When I got back home, I took one look at her face and booked a flight to Bengaluru to get the dog. He was about five weeks old and still looked like shit. I took him to the vet to make sure he was healthy, and when it was time to bring him home, I was told that you couldn’t fly with a bulldog. This was before there were twenty-five emotional support animals on every flight, so I was screwed. I don’t typically take advantage of the perks of fame, but I made some calls and was able to carry Watson onto the plane and hold him in my lap. I booked the very last row of economy on Air India. Thank god for Air India. I boarded with this bulldog in my arms. He was only slightly bigger than my palm. It was like walking on with something the size of one of those cylindrical Bluetooth speakers, but one that only grunts.
I took my seat and laid Watson against my belly. He looked up at me and gently fell asleep, as if he had found something he had been searching for forever, even though he’d only been on the planet for five weeks. Like two Lego pieces that click, we just fit. If there’s a moment in which you imprint upon a child or a child imprints upon you, ours happened on that plane ride. I’d done some research and read that if you mimic the mother’s breathing, a puppy will fall asleep. So there I was, holding this small round ball on my lap, doing rapid breathing to mimic a dog. I looked like a yoga guru having an anxiety attack. Instead of the puppy passing out, I passed out.

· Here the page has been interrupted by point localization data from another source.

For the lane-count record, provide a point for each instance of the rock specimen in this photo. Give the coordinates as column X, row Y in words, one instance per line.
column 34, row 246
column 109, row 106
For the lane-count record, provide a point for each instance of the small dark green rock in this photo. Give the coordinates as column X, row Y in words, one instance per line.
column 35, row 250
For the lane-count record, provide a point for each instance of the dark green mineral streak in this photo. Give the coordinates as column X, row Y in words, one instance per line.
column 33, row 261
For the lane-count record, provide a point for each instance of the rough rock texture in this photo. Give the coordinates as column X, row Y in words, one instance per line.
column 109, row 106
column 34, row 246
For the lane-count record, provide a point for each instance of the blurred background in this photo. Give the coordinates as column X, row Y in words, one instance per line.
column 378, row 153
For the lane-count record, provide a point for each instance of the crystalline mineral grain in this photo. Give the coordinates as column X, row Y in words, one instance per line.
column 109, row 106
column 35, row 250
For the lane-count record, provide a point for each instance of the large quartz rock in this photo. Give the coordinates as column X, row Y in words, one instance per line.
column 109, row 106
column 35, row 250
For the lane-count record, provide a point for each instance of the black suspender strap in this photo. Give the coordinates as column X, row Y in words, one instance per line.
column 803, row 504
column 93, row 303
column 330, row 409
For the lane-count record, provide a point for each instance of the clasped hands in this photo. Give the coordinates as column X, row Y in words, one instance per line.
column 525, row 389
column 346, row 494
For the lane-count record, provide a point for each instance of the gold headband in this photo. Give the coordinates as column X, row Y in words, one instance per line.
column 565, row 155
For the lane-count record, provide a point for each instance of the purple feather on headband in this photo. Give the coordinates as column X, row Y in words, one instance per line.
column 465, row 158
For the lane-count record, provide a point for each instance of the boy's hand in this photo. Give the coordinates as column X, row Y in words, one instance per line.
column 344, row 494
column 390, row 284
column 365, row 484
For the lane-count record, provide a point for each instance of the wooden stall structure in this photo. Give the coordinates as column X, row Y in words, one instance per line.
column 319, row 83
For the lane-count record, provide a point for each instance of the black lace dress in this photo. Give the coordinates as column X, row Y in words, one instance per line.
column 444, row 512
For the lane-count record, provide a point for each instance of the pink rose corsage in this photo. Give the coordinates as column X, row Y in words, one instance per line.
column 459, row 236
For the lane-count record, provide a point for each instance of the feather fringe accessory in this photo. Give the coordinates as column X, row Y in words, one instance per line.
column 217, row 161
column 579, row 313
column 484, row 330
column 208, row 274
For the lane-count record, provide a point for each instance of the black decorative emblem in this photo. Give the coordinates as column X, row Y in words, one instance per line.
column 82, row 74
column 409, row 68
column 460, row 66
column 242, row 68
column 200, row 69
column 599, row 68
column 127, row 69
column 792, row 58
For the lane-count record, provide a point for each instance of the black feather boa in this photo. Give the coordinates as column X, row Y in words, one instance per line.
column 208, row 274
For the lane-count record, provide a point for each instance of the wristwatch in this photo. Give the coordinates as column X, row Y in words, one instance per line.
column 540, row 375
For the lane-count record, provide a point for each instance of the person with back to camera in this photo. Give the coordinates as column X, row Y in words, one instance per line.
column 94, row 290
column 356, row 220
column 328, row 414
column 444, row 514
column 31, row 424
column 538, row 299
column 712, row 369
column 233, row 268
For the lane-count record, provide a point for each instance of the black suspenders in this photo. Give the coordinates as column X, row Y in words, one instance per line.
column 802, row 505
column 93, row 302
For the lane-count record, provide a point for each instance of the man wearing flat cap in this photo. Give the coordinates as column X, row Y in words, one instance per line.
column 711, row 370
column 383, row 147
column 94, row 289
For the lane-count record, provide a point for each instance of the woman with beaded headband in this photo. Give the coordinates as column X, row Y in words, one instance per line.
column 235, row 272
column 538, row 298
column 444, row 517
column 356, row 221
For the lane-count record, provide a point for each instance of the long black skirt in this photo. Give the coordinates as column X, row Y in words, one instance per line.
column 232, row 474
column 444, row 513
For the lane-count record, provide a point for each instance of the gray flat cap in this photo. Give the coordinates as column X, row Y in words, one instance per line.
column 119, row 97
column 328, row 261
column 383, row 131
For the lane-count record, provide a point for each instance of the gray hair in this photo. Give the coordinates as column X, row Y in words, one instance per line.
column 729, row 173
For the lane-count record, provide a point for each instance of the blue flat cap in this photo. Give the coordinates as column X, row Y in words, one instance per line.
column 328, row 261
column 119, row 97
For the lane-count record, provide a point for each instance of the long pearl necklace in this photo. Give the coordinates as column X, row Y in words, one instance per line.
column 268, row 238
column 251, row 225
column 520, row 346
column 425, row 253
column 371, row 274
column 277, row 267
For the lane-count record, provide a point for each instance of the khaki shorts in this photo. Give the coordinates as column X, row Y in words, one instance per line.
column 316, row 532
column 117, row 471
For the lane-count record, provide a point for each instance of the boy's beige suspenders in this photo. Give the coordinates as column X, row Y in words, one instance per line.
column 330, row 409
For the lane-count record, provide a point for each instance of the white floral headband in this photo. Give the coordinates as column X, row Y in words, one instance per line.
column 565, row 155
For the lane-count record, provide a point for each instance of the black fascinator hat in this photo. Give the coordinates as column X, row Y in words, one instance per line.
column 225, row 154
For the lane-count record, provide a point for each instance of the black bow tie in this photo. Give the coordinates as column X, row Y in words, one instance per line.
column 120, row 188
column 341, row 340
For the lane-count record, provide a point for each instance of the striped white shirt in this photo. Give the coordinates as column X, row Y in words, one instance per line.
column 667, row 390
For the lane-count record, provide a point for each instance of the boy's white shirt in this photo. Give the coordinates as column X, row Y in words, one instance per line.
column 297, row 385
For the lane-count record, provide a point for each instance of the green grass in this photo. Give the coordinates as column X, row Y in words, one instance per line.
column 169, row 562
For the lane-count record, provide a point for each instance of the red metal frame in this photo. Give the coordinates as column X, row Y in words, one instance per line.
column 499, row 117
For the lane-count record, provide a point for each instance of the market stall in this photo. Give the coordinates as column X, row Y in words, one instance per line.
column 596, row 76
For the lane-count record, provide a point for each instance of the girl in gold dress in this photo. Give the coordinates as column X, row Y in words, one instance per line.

When I woke up mid-flight, Watson wasn’t moving. He was fast asleep and a little too still. I gave him a gentle shake, but nothing. I gave him a heavier shake. Still nothing. I was getting worried, so I started violently shaking him, which made it look like I was choking a puppy in the middle of an Air India flight. I distinctly remember the lady across from me looking at me like I was some puppy murderer who chose venues at thirty thousand feet to slay his victims. The dog still did not wake up. And at thirty thousand feet in the air, I started to cry. God only knows why, because I’d just met this little rat earlier that day. I distinctly remember thinking, “He looked at me like he trusted me and like he was gonna be okay. But now he’s not okay.”
In the middle of my panic, the in-flight meal showed up. I took a piece of chicken tikka and held it near his nose, and guess what? The fucking dog woke up. Like nothing had ever happened, this fucker smelled the tikka and opened his eyes. This British bulldog was Punjabi. This experience set the tone of our entire relationship. Watson was near death for his entire life, but when food came along, he was fully alive.